In WEBR, Inc. v. FCC, 420 F.2d 158 (D.C.Cir. 1969), this court said, “It is not in the public interest for the Commission to attempt to put legal tags on a party’s actions and impute dishonesty merely on legal fictions.” Id. at 167. The court upheld the Commission’s determination that the applicant should not be disqualified because of good faith reliance on the advice of counsel. The Commission gave similar respect to a licensee’s reliance on counsel in Asheboro Broadcasting Co., 20 F.C.C.2d 1 (1969). In Lorain Broadcasting Co., 18 F.C.C.2d 686 (1969), cited by the majority, the Commission said that an applicant’s failure to report a significant matter, in violation of section 1.65 of the Commission’s rules, could not be excused by relying on communications counsel. But despite this strong statement, the Commission did not disqualify the miscreant in Lorain. Moreover, as the ma*133jority here concedes, the violation of section 1.65 in this case was technical and, standing alone, unlikely to warrant disqualification. See note 2 ante. I think it is beyond the discretion of the Commission to allow advice of counsel as a mitigating circumstance sometimes and not at other times, especially when the facts are as patently similar as they are here.

There is no doubt that the Commission could have evaluated the character issue in the measured forum of a comparative hearing.2 Demerits could have been assessed against WADECO for whatever it did wrong or did not do right. This is what the Commission has done before. Vogel-Ellington Corp., 41 F.C.C.2d 1005 (Rev.Bd.1973); Gross Broadcasting Co., supra; Kittyhawk Broadcasting Co., 17 F.C.C.2d 729 (1973).

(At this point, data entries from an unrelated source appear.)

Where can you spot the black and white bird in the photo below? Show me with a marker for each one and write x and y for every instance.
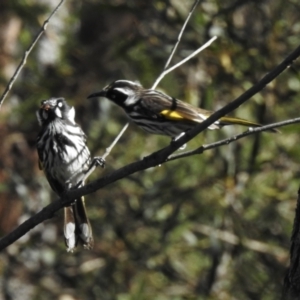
(65, 158)
(158, 113)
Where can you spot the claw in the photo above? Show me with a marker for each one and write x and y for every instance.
(98, 161)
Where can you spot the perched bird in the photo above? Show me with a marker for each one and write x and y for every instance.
(65, 158)
(158, 113)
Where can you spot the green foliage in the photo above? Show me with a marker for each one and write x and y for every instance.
(211, 226)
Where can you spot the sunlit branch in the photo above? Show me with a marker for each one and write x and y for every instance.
(229, 140)
(164, 73)
(180, 36)
(157, 158)
(26, 54)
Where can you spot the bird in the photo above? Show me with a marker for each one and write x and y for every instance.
(159, 113)
(65, 158)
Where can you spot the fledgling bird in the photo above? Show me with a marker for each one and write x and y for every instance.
(158, 113)
(65, 158)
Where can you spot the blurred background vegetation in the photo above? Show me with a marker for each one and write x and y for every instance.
(215, 226)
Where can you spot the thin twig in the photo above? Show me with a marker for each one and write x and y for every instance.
(26, 54)
(152, 160)
(100, 160)
(164, 73)
(227, 141)
(180, 36)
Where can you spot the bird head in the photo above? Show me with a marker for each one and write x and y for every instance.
(53, 109)
(122, 92)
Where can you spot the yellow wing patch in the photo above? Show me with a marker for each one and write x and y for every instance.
(172, 114)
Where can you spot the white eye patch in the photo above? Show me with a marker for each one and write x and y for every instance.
(45, 115)
(131, 95)
(71, 115)
(58, 112)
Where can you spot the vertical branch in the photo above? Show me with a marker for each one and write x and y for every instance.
(291, 288)
(181, 33)
(26, 54)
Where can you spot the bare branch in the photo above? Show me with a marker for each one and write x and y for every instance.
(164, 73)
(227, 141)
(26, 54)
(97, 160)
(152, 160)
(291, 289)
(180, 36)
(172, 54)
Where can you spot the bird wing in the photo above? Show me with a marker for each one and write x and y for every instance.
(173, 109)
(55, 185)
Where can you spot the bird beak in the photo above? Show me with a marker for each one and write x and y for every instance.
(45, 107)
(98, 94)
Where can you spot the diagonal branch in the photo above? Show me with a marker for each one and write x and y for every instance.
(27, 52)
(227, 141)
(152, 160)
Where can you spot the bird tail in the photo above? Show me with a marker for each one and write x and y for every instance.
(77, 226)
(237, 121)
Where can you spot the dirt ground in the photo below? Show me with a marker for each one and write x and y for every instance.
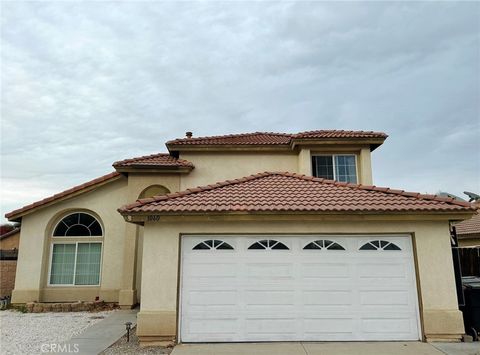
(133, 347)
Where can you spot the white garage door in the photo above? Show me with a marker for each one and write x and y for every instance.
(297, 288)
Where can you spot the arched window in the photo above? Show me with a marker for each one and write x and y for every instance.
(269, 244)
(323, 244)
(76, 251)
(379, 245)
(154, 190)
(78, 225)
(213, 245)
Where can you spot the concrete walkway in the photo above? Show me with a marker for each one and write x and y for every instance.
(344, 348)
(101, 335)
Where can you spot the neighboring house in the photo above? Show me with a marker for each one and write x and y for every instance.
(8, 261)
(468, 231)
(287, 240)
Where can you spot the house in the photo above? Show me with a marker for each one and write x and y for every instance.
(250, 237)
(8, 261)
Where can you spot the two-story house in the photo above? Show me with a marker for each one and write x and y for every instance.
(286, 239)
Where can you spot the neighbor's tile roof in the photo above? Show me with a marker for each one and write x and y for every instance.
(469, 227)
(270, 138)
(285, 192)
(256, 138)
(90, 184)
(154, 160)
(340, 134)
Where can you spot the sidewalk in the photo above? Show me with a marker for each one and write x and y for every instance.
(100, 336)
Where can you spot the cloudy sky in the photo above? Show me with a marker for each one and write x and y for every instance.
(84, 84)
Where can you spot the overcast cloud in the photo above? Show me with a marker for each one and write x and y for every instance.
(86, 84)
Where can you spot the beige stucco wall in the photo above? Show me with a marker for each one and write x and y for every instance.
(212, 167)
(10, 242)
(34, 251)
(438, 304)
(469, 242)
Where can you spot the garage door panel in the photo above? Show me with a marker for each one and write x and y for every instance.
(212, 298)
(322, 325)
(327, 298)
(269, 271)
(386, 325)
(384, 271)
(384, 297)
(325, 270)
(269, 297)
(257, 325)
(297, 294)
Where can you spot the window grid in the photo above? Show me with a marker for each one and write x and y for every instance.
(79, 224)
(74, 274)
(379, 245)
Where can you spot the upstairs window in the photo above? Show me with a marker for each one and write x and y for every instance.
(335, 167)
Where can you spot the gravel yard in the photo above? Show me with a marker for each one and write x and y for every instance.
(24, 333)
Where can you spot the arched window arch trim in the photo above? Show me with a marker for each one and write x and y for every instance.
(380, 245)
(143, 194)
(323, 244)
(268, 244)
(71, 223)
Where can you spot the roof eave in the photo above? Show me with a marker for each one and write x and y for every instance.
(16, 215)
(374, 143)
(172, 148)
(153, 216)
(154, 169)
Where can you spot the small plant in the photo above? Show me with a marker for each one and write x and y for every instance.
(20, 308)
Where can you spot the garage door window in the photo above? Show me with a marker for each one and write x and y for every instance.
(269, 244)
(323, 244)
(379, 245)
(213, 245)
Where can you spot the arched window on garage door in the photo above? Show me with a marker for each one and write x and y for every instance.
(268, 244)
(76, 251)
(213, 244)
(323, 244)
(379, 245)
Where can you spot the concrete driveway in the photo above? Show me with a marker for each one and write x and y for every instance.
(345, 348)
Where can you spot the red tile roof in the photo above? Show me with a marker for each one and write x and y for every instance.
(288, 192)
(85, 186)
(340, 134)
(469, 227)
(269, 138)
(154, 160)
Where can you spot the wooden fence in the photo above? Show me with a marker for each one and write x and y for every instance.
(470, 261)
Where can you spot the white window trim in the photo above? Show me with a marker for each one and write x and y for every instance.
(74, 265)
(334, 164)
(87, 236)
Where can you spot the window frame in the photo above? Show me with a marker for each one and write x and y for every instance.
(214, 249)
(334, 166)
(75, 263)
(268, 248)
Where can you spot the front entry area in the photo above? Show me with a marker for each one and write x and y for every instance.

To apply the blunderbuss of disqualification in this case is to do violence to the precedents of both the Commission and this court. Because it can permanently bar the applicant and its principals from a communications license, because it tars people with a moral taint, the sanction of disqualification in this case is excessive to the purpose served. Worse yet, it may send out a false signal to those who might have the temerity to challenge a well-ensconced licensee at renewal time. Such a result is certainly not in the public interest which the Commission is charged to pursue.

I respectfully dissent.

. The Commission concluded that Wade’s “failure to correct known discrepancies was in effect a ratification of the representations made by counsel which can only be viewed as demonstrating Wade’s own participation in a strategem [sic] designed to mislead the Commission.” Belo Broadcasting Corp., 68 F.C.C.2d 1479, 1487 (1978). The record does not support this conclusion. See pp. 131-132 supra. To say that there were “known discrepancies” begs the question of Wade’s reliance on experienced counsel's professional judgment.

. It is ironic that the Commission did not afford WADECO the opportunity to participate in a comparative hearing under the circumstances. Following the complications with the Castle loan commitment, WADECO arranged for a different funding source and was found to be financially qualified by the administrative law judge in his initial decision. See Belo Broadcasting Corp., 70 F.C.C.2d 1380, 1436 (1976). Yet the Commission subsequently declared in its decision:

Under all the circumstances in this proceeding, WADECO’s failure to amend its application with regard to the changes in its financial proposal was obviously of decisional significance. For, if WADECO was not financially qualified, its application would be denied regardless of its comparative qualifications.

Belo Broadcasting Corp., 68 F.C.C.2d 1479, 1485 (1978).